Friday, 16 October 2015

Bowie-2015 remastered cds part II

I did pick up the issues of David Bowie, The Man Who Sold the World, Hunky Dory and Pin Ups off which were actually remastered this year by Ray Staff.
As with all the post 1990 issues they keep the original lp sleeves rather than 1972's RCA era re-issue sleeves that used Ziggy era pictures to resell these to the 'glam rock' audience which to me always was a misleading as these albums are more hippy folk/rock albums.
Having listened to them all I can say they sound better than the West German RCA using better tapes and having good tone balance decisions when it comes to equalizing to make the most of the tapes with wide dynamic ranges.
If you have the RCA's you may be satisfied with them but there's no need for younger fans to go hunting for expensive very long out print cds for these four titles.

Diamond Dogs Redux
My main copy on cd of this dystopian musical creation based on George Orwell's 1984 is the West German RCA cd from around 1984/5 and is the home of such 45's as Rebel Rebel, 1984 and Diamond Dogs. It also was the first album without the Spiders from Mars.

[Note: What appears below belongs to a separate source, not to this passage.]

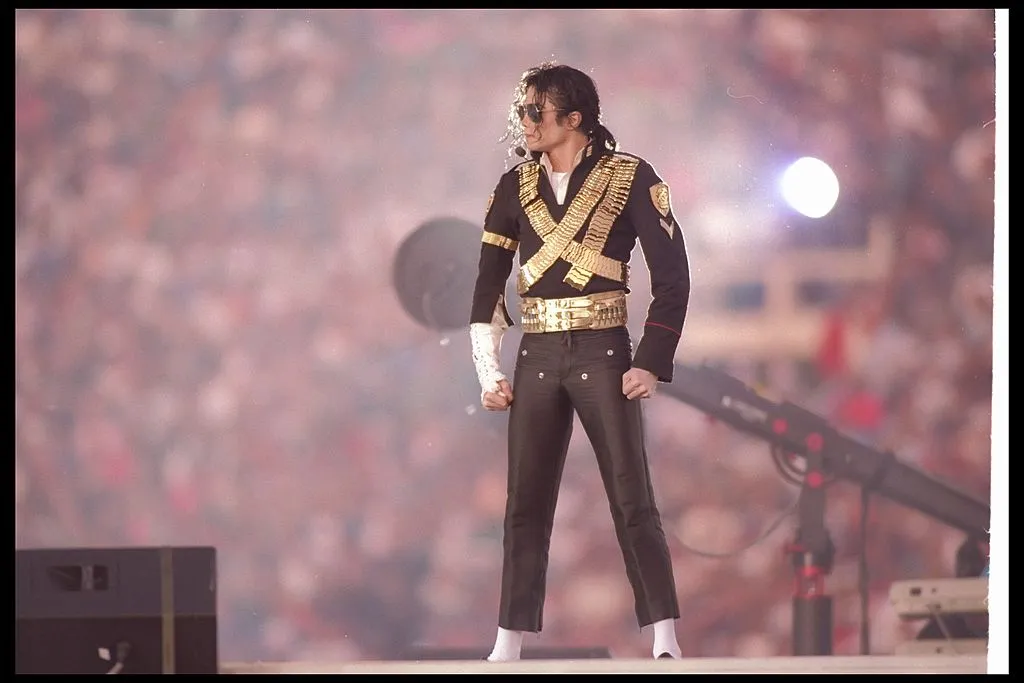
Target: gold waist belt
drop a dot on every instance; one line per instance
(595, 311)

The description of how this cd sounds on music forums is 'dark', I'd say it was the sound of significantly high frequency loss with some alignment errors leaving it sounding 'lumpy'.
There isn't a universally approved later edition although the Japanese for US cd is much brighter although the other big difference is the West German breaks the songs into the groupings of the original UK lp and the Japanese cd all all others makes every song and intro a separate 'track'.

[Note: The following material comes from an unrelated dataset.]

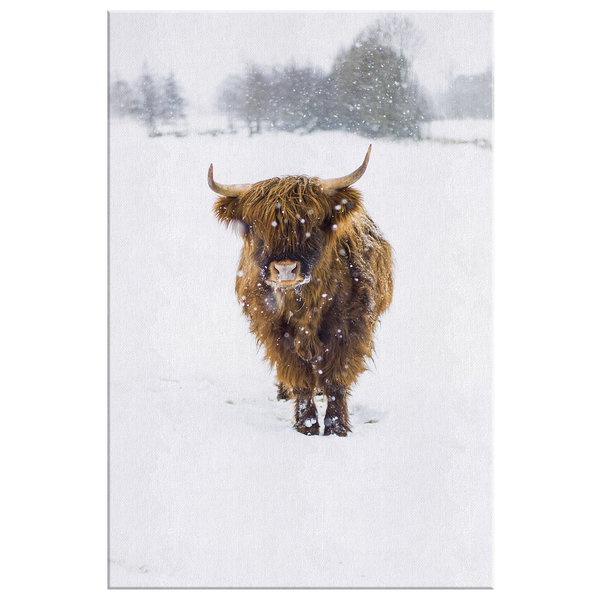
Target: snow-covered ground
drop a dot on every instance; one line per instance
(209, 483)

The Hifi people like the Japanese RCA but then at over £30 per copy as and when you see one, it's quite expensive.
It's been several years-make that over a decade-since I heard the 1990 remaster in it's UK form, a good number of which are equalized different compared to the Ryko versions and picked up a mint copy to demo.

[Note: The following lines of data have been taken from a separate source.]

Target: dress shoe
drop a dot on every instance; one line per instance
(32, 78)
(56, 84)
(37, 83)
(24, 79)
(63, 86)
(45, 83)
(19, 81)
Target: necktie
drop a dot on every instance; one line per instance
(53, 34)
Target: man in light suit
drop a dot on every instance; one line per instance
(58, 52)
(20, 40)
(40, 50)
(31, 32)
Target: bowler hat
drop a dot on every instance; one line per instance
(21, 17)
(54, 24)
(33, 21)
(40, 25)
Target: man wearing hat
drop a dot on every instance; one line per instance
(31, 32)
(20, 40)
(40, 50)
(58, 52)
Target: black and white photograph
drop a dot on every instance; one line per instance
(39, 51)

This copy has much better high frequencies and is clear is from a much better tape and while being a bid midrange centred does have reasonable bass that those with tone controls can add  by a slight boost if you find yourself wanting deeper bass.
It certainly is more musically involving to listen to and will be my main listening copy until the next phase of the Bowie remastered campaign is released.